The question arises whether it is possible to distribute the processing load between the Cloud and the On Premises Edge so that a light processing is performed at the edge to limit the traffic from the Edge to the Cloud. The light processing algorithm is far less certain in its results than an intensive algorithm. This can be compensated for by using an intensive algorithm in the cloud which can filter out results generated by the light processing algorithm that are less certain.
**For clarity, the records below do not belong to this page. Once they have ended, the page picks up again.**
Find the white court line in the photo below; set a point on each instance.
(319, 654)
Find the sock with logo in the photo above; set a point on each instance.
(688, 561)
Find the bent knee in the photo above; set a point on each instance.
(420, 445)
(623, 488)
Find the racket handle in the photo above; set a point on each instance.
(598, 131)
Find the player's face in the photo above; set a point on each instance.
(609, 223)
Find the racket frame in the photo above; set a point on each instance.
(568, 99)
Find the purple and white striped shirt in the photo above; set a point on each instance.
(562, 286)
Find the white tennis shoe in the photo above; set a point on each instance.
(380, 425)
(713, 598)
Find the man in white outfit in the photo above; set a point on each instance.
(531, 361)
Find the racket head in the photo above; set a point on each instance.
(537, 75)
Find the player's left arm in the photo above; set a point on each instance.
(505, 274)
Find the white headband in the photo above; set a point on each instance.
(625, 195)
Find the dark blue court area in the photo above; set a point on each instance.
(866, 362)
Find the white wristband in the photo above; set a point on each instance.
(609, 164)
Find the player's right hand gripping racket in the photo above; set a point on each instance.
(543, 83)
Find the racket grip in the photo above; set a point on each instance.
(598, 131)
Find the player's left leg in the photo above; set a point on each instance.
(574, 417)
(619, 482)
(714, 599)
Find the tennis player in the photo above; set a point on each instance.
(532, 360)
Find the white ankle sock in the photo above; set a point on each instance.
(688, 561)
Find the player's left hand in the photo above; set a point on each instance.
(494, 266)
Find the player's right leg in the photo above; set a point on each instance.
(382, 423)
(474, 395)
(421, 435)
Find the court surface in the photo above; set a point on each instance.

Scenera, TNM and Microsoft worked together to deploy an architecture that allowed the distributed processing of people counting. This entailed running constrained algorithms which are highly inaccurate on the edge in the customer’s premises. This enables either lower cost hardware to be used or a larger number of cameras to be processed on the edge processing hardware.
The results from the constrained algorithm have a large number of errors. To overcome this the results with a lower certainty are forwarded to a Network Edge Cluster with a more robust accurate algorithm. This algorithm is used to confirm whether the constrained algorithm has correctly detected a person or not.
The benefit of this approach is that it reduces the hardware costs on premises, reduces the bandwidth of video sent to the cloud while maintaining the highest possible accuracy of the results.
We deployed and measured the solution in the S&I facility. We measured the results of the solution by applying the solution to four camera feeds and counting people entering turnstiles. We measured the accuracy of the solution by monitoring the results generated by the camera and compared them to events that we were able to visibly inspect. Based on these measurements our accuracy was greater than 95% based on a relatively small sample of 100 images.
- Compared to a solution that shipped the encoded video to the cloud, the Edge Video System’s (EVS) split architecture transferred 22X lower data to the cloud.
- EVS’s on-prem edge usage was minimal and only CPU-based; no GPU was used on the on-prem edge. Also, for GPU usage, our cascaded pipeline reduced the need for the heavy AI model by two-thirds.
- The overall latency of the solution was a few 100s’ of milliseconds.
The distributed architecture that was implemented demonstrated a significant reduction in network bandwidth, a reduction of edge hardware costs while maintaining a high degree of accuracy with low latency.
With all the initial testing and installations of the system at LGE’s buildings, S&I is ready to commercialize EVS in its building management application globally.
This article was published on Microsoft Customer Stories on November 1st, 2022.